The word Majówka has several meanings in the Polish language. It used to mean a wreath made of a young fir tree, decorated with ribbons, which a boy would place in front of the house of the girl of his choice. This wreath was usually put up in May – on the night before the first or third of May.
What does the word Majówka mean now?
The most commonly used definition of Majówka is like a long Mayday weekend in Poland. It’s the beginning of May, and time for a holiday in Poland, with May 1 and May 3 formally designated ‘free days’ to mark May Day and Constitution Day. In between falls Flag Day (May 2) – not officially a holiday, but one that in fact many will take off from work to allow a long weekend that is called Majówka.
What are the holidays during Majówka in Poland?
In Poland, May 1st is celebrated as Labour Day, which since 1950 has become a public holiday and a day off work. During the communist era, May Day parades were organised on this day to celebrate important events for the workers’ community. Today, the International Labour Day in Poland is spontaneous. Various demonstrations by different parties are organised in many cities in Poland. On this day schools, banks, government offices and most private businesses are closed and people enjoy the day off.

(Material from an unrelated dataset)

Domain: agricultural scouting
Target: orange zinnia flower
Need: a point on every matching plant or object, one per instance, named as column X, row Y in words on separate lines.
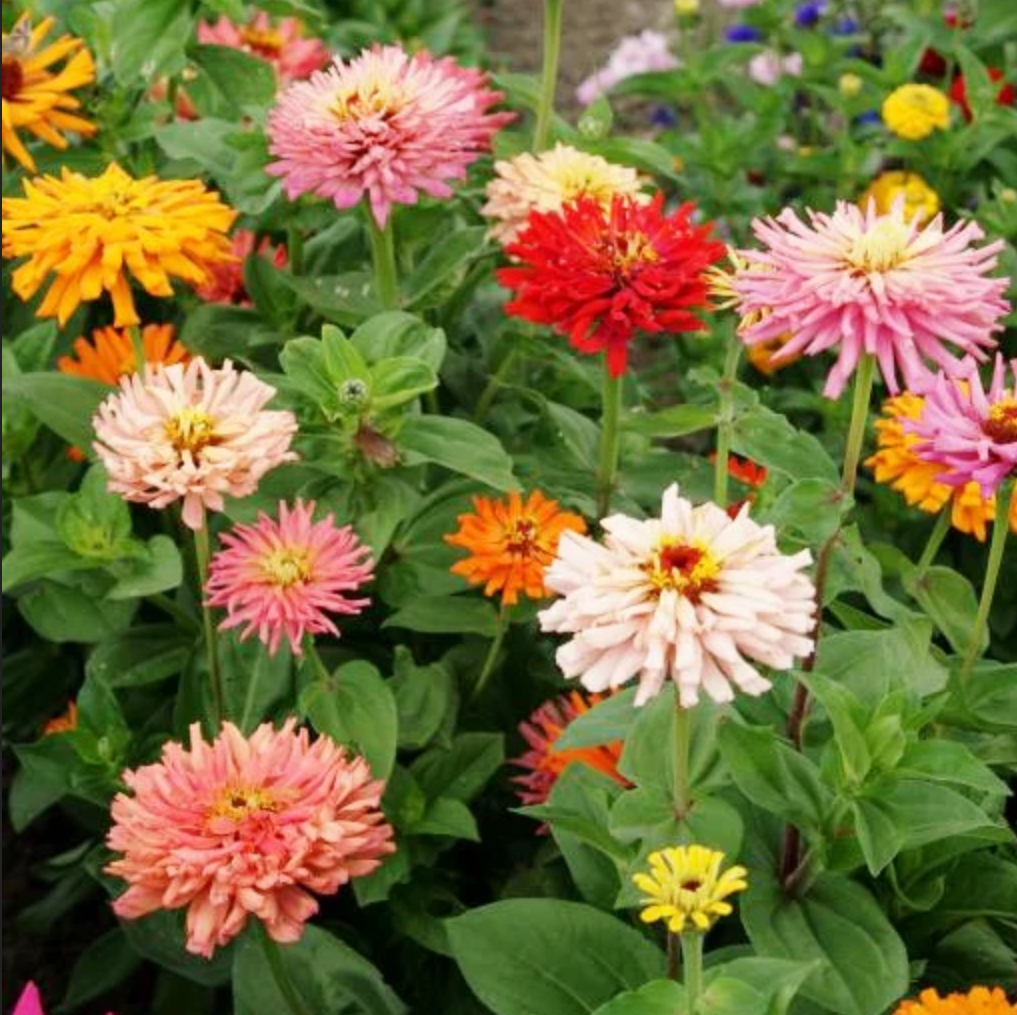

On 2nd of May we celebrate the Flag Day of the Republic of Poland. It is one of the youngest national holidays, established in 2004. On this day we particularly commemorate the history of the Polish national colours, symbols and patriotic traditions. The Polish national colours date back to the reign of the Piast dynasty. The choice of colours for the flag is a reflection of the colours of the Polish flag – a white eagle on a red background.The holiday is also meant to remind us to respect the flag and other national symbols. May 2nd is not a public holiday, but many Poles take a holiday on that day and many institutions are also closed on that day.
3 May Constitution Day (Polish: Święto Konstytucji 3 Maja) is a Polish national and public holiday that takes place on 3 May. The holiday celebrates the declaration of the Constitution of 3 May 1791. Festivities date back to the Duchy of Warsaw early in the 19th century, but it became an official holiday only in 1919 in the Second Polish Republic. Delisted during the times of the Polish People’s Republic, it was reestablished after the fall of communism in modern Poland.
In modern Poland, this day, free from work, sees many parades, exhibitions, concerts and public figure speeches.
Long Weekend in Polish Language
Most of the people take advantage of this long weekend and go away or enjoy being outdoors, as usually in May weather gets finally warmer. Travel agencies and airlines have special promotions for quick getaways and hotels in major resort locations in Poland are fully booked.
Majówka is also known as a long weekend, because all Poles take these days off and go to cottages or tents outside the city and spend time with their family and friends.